第99章
劉媽媽借故出門後,徑直到了珍寶閣,裝作挑選首飾的樣子,在各色珠花擺放的櫃子前轉了許久,等她把綠松石、珊瑚、蜜蠟格式珠花都看了一遍,才有個小厮模樣的人迎了上來。
“您需要選點什麽?”來人看着劉媽媽不像是買東西的,便詢問道:“若是這裏的樣式瞧不上眼,裏頭還有更好的可以挑選。”
劉媽媽看了看周圍似乎沒有人注意到這邊,忙道:“你們這裏可有個叫長青的人?”
那小厮聞言先是一怔,随後便道:“原來您找他,請您在這兒稍等一會兒!”很快他便撩了簾子進去尋人,随後便有個二十歲左右的年輕人出來了。
“我就是長青。”來人蹙了眉,看着劉媽媽。
劉媽媽忙把藏在袖子中的信遞給了他,別的都沒說。
長青猶疑的接過了信,看到信封上的“陳謙”二字,便忍不住眉梢一跳。
京中怎麽竟有人通過自己給大爺送信?
他不動聲色先把信接下,劉媽媽則是胡亂買了一對珠花,就以最快的速度離開了珍寶閣。她知道自家姑娘這樣做很不妥當,可這也是萬般無奈之下的做法。
七姑娘有麗姨娘幫忙籌劃着,說是要嫁給之前跟九姑娘議親的定北侯府庶長子方庭。還是她事先買通的一個麗姨娘院中的小丫鬟無意間聽到了,過來通風報信兒,這會兒她們才知道。
六娘很少動怒,初聞這個消息後,她竟也摔了茶盞。
她太被動了!
比如嫁給方庭這樣的好親事,不是從趙氏口中說出,就是她們父親安遠良所說。麗姨娘在府中經營十數年,雖說趙氏彈壓得厲害,定然也有些自己的門路,或是幹脆從安遠良枕邊套話。
縱是有了好親事,排在頭一位的肯定也是七娘,而不是她。
這一回她竟一點兒風聲都沒聽到。
六娘氣得要命,卻一時間也無計可施。
直到安遠良又派了小厮給他們送東西,這一回是每人一塊羊脂玉佩。
恰巧那時六娘在十娘房中剛出來,只見去九娘房中的小厮,神色仿佛有些不對似的,他把手中的玉佩反複看了幾次,又鬼鬼祟祟的往裏面放東西。
似乎是小紙條之類的東西?
六娘不動聲色的走了過去,記住那小厮的樣貌,攀談了兩句,問出了他的名字,便從凝雪院門前離開了。
安九雖是出門了,丫鬟也帶走了兩個,可是看起來就對她忠心耿耿的青梅和青杏,自然不會随意把東西拿給她看。而且十娘也不是個省油的燈,被她發現了端倪,弄不好反而會被她利用。六娘決定還是從那個小厮連旺下手。

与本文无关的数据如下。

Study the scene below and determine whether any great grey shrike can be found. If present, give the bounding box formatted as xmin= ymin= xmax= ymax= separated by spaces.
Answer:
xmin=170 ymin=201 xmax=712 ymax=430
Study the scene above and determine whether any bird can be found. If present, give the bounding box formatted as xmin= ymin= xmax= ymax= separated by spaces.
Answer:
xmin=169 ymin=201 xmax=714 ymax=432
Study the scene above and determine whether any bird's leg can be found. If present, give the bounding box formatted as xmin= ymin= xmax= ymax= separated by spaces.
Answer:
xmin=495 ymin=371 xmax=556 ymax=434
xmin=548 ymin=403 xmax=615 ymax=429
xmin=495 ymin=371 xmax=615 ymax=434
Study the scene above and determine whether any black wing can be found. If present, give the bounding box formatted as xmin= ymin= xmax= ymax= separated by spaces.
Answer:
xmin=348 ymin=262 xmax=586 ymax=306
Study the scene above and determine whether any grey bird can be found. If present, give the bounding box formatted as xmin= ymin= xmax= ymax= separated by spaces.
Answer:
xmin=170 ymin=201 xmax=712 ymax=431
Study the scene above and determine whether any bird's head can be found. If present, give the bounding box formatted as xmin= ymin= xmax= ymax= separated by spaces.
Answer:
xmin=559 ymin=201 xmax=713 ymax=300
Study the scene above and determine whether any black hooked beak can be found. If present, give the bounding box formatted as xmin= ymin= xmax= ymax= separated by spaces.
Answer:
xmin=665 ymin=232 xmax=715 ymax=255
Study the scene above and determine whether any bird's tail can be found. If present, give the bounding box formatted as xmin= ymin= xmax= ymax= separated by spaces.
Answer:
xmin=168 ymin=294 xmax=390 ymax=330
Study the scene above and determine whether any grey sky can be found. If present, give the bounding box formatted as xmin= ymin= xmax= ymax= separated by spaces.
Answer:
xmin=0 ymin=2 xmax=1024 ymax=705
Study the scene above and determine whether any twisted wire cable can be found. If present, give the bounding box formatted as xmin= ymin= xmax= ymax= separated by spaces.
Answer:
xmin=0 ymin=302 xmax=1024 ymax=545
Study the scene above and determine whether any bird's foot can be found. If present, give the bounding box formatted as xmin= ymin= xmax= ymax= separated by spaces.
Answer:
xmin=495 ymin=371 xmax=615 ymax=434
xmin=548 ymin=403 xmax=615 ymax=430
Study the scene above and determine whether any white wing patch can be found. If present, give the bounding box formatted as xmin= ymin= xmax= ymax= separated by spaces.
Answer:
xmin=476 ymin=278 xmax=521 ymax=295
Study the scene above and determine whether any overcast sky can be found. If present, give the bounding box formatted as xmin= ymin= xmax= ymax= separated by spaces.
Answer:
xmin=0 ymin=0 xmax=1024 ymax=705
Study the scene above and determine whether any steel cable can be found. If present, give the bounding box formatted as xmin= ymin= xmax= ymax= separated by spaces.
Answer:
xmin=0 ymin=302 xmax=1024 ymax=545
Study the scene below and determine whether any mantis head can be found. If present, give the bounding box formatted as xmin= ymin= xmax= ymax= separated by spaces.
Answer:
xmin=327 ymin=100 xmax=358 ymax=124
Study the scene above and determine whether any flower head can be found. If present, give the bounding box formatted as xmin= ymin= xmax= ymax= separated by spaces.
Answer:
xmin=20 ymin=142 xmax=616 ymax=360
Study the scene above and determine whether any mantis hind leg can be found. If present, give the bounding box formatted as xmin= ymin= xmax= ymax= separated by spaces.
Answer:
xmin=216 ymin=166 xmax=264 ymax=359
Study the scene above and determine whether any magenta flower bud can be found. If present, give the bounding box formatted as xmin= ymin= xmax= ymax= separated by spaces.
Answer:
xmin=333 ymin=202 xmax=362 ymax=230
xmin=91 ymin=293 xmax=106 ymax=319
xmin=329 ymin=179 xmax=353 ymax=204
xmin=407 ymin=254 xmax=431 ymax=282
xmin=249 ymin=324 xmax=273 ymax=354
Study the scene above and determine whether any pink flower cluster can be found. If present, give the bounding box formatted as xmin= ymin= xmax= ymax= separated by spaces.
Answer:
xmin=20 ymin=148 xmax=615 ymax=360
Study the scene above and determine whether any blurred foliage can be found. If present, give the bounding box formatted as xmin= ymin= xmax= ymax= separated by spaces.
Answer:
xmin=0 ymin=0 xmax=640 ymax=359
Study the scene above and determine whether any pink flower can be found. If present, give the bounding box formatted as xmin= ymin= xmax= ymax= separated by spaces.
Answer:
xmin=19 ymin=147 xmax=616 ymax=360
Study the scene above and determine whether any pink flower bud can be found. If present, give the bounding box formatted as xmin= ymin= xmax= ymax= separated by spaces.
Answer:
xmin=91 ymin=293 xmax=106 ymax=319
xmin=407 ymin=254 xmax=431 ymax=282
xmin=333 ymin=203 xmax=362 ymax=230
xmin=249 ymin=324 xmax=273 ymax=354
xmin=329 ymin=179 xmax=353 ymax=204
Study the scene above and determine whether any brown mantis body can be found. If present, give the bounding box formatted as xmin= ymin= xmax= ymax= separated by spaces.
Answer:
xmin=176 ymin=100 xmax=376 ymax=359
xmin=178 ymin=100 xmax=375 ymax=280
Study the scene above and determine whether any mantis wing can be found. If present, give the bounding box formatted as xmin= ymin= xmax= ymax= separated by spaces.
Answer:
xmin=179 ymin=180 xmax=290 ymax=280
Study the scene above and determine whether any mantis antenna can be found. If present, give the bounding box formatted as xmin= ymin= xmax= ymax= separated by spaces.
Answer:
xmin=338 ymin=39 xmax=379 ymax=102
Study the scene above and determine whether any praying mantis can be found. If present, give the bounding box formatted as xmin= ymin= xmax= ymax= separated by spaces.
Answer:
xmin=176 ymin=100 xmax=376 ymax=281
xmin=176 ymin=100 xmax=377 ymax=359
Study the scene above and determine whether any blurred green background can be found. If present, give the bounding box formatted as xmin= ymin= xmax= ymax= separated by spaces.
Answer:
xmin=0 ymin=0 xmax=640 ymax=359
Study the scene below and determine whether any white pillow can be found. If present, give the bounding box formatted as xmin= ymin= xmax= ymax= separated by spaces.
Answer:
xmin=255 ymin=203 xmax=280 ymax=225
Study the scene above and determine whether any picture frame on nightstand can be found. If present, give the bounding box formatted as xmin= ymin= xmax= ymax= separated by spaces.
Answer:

六娘派劉媽媽暗中打聽,得知他有個妹妹在花園子裏頭當差,兄妹兩個偶爾會私下傳遞東西時,六娘頓時有了主意。
她打聽出他們兄妹二人見面的時候,連續幾日都去了花園,說是要選一些花瓣做香囊。等到連旺和妹妹見面被她的丫鬟逮個正着,說要捅到太夫人、夫人處時,六娘便出現了。
兩人忙求六娘開恩,不要跟太夫人、夫人說這件事。原本這樣的事就可大可小,認真追究起來,他們兩個也沒好果子吃。
六娘故作大度的答應下來,便讓丫鬟帶着他妹妹走了,自己反而留下了。
“你妹妹是好生回到自己房中,還是直接去見太夫人,端得看你如何表現了。”六娘盯着連旺,美豔的面龐上透出了一絲威脅之意,“有人瞧見你買這樣的東西了,而如今這東西在你妹妹手上,你說夫人知道了,會怎麽做呢?”
連旺到底是安遠良身邊的小厮,并不十分怕六娘這樣的威脅。而六娘接下來的話,才讓他真正的心驚膽戰。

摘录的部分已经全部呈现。